というわけでさっきまで寝てました申し訳ございません

うぅ……最近は割と時間を守れていたのに……

やっぱり徹夜で無理をするのはいけませんね、気をつけます……


濃霧の怪物

「同じ相手に、二度も負けてたまるか!」

 

短めな詠唱を言い放った直後、右手を突き出して手を開き、それを『薔薇の猟犬(ワンダースナッチ)』に向ける。

 

右手から莫大な魔力が溢れ、急速に形を形成する。

 

そして、それはレーザーの如く放射される魔弾となり、薔薇の猟犬に直進していく。

 

「─────────ッッッ!!!」

 

薔薇の猟犬は再び咆哮すると、

 

ガチン─────ッッッ!

 

と音を響かせて、その魔弾を簡単に食い潰した(・・・・・)

 

大きく口を広げ、その魔弾に首を伸ばしたかと思うと、その口に飲み込むように口を閉じたのだ。

 

「ま、マジかよ……」

「……ちっ、めんどくさい──!」

 

俺は驚愕に頬をひくつかせてしまったが、青子さんは元々知っていたのだろう。

 

忌々しそうにはするが、派手に指を鳴らして第二波を用意する。

 

青子さんの周りに大量の魔法陣が現れ、次々と魔弾を吐き出す。

 

すると、キャスターは薔薇の猟犬の方を一瞥する。

 

それだけで全て察したのか、薔薇の猟犬は一声咆哮すると、その身体を霞のように消失させていく。

 

徐々に薄く、徐々に大きく、徐々に色が消えていく。

 

いや、違う。

 

「霧化か……!?」

 

薔薇の猟犬は、自分の身体を霧にしているのだ。

 

大きく広く拡がり、薔薇の猟犬はキャスターをすっぽりと覆い隠す。

 

当然、迫り来る大量の魔弾は、そのまま薔薇の猟犬に直撃するが、それらは全て飲み込まれるように消えていく。

 

「一体どうなってんのよ、そいつの体は……!?」

「あなたに言う必要はないわ」

「あー、そうでしょうねぇ!?」

 

(自分で使えって言っておいて、いざ使ったら凄い怒ってるよ……)

 

いやまあ、気持ちはとても分かる。

 

というか、俺じゃあ『月の油(フラットスナーク)』にも『橋の巨人(テムズトロル)』にも、『薔薇の猟犬』にも挑む気など起きない。

 

正面から戦っている青子さんはそれだけで凄い。

 

「……行きなさい」

 

短いキャスターの命令。

 

それに従い、再び竜化し薔薇の猟犬は青子さんの方に飛び込む。

 

「げっ、こっちくんな!」

 

嫌な事を思い出したようで、気分の悪そうな顔をしながら右手を振りかざし、横っ飛び。

 

5~6発の魔弾が次々と着弾していくが、薔薇の猟犬は多少仰け反っただけだ。

 

ダメージを受けた様子は、全くない。

 

それでも時間は稼げた。

 

横っ飛びの効果もあり、薔薇の猟犬は青子さんのすぐ近くの地面を抉りとった。

 

それでも、その部分の地面はぽっかりと溝が出来ている。

 

「すげぇ……これが最後のプロイか……」

 

青子さんの魔弾をいとも簡単に砕いたその能力。

 

たしかに、グレートスリー最強の攻撃力というのは本当らしい。

 

おまけに、さっきから青子さんの魔弾を受けても効いている様子がない。

 

これなら、間違いなく青子さんに勝てる。

 

「……仕方ない。

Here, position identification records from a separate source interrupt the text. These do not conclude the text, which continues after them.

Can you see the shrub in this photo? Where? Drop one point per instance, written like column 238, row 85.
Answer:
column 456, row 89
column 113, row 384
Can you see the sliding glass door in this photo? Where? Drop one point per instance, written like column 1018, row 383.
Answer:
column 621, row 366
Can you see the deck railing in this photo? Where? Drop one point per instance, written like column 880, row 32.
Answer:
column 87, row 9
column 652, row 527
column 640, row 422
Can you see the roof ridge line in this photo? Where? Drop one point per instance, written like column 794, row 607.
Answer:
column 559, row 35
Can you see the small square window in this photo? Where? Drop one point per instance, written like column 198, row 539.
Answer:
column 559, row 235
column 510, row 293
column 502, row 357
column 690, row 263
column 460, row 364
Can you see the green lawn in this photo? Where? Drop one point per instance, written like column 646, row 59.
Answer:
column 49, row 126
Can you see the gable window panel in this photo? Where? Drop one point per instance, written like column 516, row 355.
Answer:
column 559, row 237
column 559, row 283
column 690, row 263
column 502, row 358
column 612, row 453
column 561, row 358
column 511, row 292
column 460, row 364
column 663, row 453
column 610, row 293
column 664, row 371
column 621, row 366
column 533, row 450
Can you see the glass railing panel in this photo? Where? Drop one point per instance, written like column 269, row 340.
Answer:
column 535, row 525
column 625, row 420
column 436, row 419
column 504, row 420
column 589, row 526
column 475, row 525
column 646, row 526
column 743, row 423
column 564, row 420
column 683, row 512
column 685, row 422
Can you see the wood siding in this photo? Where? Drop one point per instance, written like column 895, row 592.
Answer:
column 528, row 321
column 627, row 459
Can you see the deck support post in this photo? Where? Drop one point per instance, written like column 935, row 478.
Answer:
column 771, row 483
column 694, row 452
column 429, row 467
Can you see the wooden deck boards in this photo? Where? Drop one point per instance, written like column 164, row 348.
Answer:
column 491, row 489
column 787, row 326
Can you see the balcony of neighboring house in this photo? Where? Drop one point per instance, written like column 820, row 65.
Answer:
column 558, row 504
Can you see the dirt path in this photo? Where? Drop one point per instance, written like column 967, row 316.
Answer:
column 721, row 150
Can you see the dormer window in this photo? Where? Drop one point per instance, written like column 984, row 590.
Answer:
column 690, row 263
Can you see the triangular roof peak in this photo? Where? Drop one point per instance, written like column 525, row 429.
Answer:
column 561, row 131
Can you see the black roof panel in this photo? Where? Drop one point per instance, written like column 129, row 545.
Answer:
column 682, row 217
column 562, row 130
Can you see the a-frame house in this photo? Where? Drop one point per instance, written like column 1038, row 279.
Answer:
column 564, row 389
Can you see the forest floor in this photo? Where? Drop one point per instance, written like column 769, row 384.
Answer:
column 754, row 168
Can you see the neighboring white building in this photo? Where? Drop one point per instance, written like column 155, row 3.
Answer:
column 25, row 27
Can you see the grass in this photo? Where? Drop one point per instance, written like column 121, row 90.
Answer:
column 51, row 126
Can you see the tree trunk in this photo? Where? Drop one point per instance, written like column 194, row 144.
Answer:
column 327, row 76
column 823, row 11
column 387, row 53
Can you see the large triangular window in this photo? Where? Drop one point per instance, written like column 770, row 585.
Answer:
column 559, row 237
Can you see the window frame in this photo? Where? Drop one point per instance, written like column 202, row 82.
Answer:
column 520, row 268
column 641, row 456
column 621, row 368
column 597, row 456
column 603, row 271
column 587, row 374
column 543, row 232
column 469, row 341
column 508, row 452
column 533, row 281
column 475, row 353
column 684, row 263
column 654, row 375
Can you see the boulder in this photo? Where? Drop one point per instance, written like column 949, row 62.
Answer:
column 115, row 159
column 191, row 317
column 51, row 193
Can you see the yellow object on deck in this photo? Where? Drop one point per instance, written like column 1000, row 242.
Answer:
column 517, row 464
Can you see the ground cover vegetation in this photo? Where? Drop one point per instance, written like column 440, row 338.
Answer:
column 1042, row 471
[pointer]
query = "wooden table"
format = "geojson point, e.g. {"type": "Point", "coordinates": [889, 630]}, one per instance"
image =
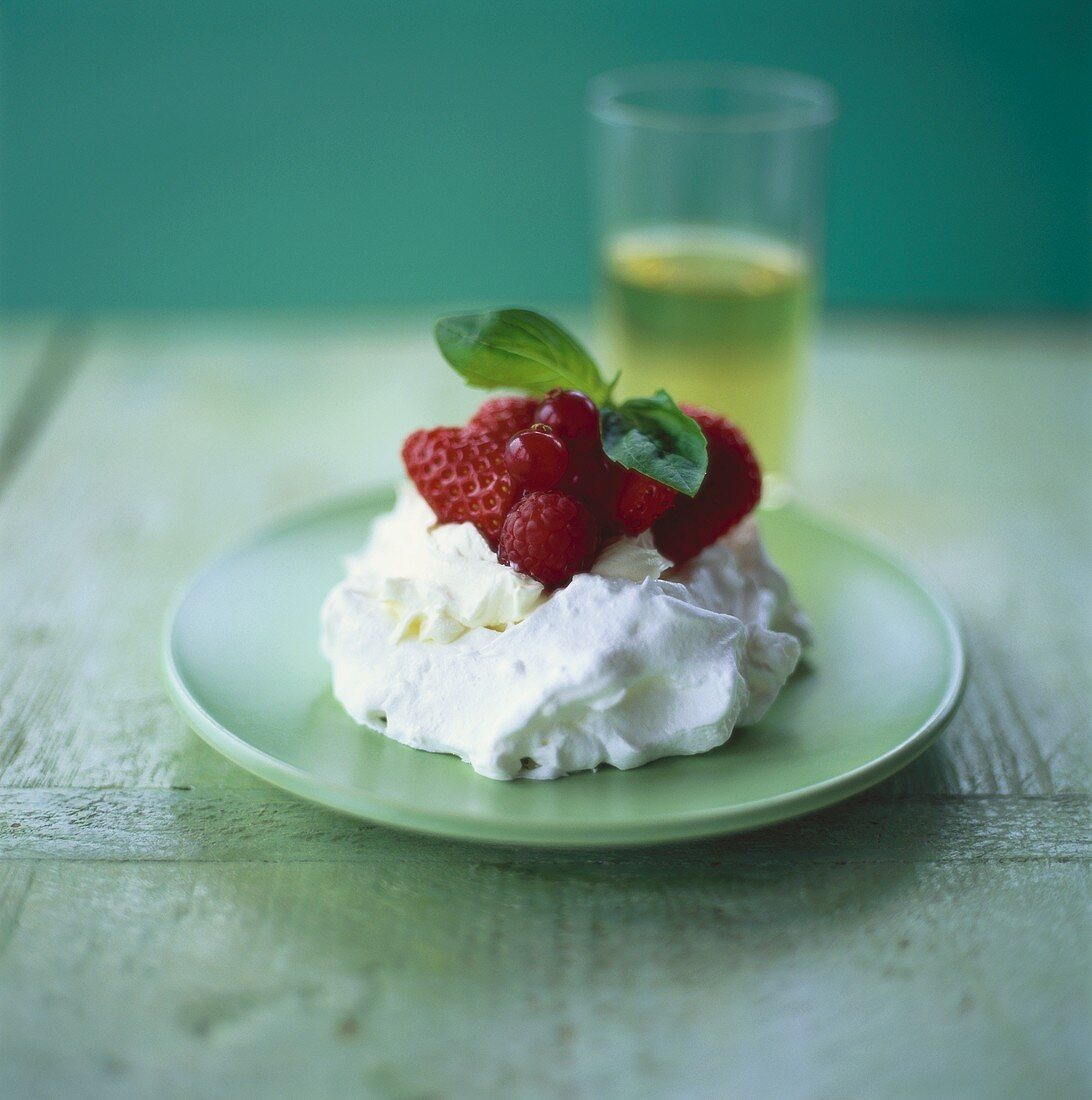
{"type": "Point", "coordinates": [169, 926]}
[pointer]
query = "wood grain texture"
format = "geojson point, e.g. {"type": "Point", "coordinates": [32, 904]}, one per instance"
{"type": "Point", "coordinates": [152, 824]}
{"type": "Point", "coordinates": [168, 924]}
{"type": "Point", "coordinates": [397, 979]}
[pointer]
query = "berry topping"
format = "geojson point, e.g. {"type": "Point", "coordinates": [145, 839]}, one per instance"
{"type": "Point", "coordinates": [462, 475]}
{"type": "Point", "coordinates": [731, 488]}
{"type": "Point", "coordinates": [642, 502]}
{"type": "Point", "coordinates": [596, 481]}
{"type": "Point", "coordinates": [548, 536]}
{"type": "Point", "coordinates": [504, 416]}
{"type": "Point", "coordinates": [571, 414]}
{"type": "Point", "coordinates": [536, 458]}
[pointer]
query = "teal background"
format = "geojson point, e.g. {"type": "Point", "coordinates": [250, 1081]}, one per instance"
{"type": "Point", "coordinates": [238, 155]}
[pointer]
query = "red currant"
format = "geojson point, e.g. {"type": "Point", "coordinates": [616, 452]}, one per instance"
{"type": "Point", "coordinates": [595, 480]}
{"type": "Point", "coordinates": [536, 458]}
{"type": "Point", "coordinates": [570, 413]}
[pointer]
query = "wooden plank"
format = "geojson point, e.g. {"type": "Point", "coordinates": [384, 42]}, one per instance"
{"type": "Point", "coordinates": [113, 824]}
{"type": "Point", "coordinates": [393, 979]}
{"type": "Point", "coordinates": [173, 441]}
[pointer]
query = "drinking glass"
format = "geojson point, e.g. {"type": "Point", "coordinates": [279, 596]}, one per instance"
{"type": "Point", "coordinates": [710, 190]}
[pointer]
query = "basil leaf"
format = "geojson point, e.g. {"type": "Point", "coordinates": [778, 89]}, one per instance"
{"type": "Point", "coordinates": [655, 437]}
{"type": "Point", "coordinates": [518, 349]}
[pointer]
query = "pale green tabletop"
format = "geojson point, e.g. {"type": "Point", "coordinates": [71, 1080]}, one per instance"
{"type": "Point", "coordinates": [171, 926]}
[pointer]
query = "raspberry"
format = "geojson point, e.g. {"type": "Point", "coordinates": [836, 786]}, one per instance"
{"type": "Point", "coordinates": [536, 458]}
{"type": "Point", "coordinates": [731, 488]}
{"type": "Point", "coordinates": [548, 536]}
{"type": "Point", "coordinates": [462, 475]}
{"type": "Point", "coordinates": [570, 413]}
{"type": "Point", "coordinates": [504, 416]}
{"type": "Point", "coordinates": [642, 502]}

本気で行くか」

 

……そう思っていた時期が俺にもありました。

 

刻印(ルート)接続(セット)

 

右手を下に向け、左手で手首の辺りを抑えながら、青子さん静かに詠唱を始めた。

 

それだけで、周囲に魔力による暴風が吹き荒れる。

 

隠し球多すぎるだろ、この二人……!




お読みいただきありがとうございました!

それではまた来週お会いしましょう!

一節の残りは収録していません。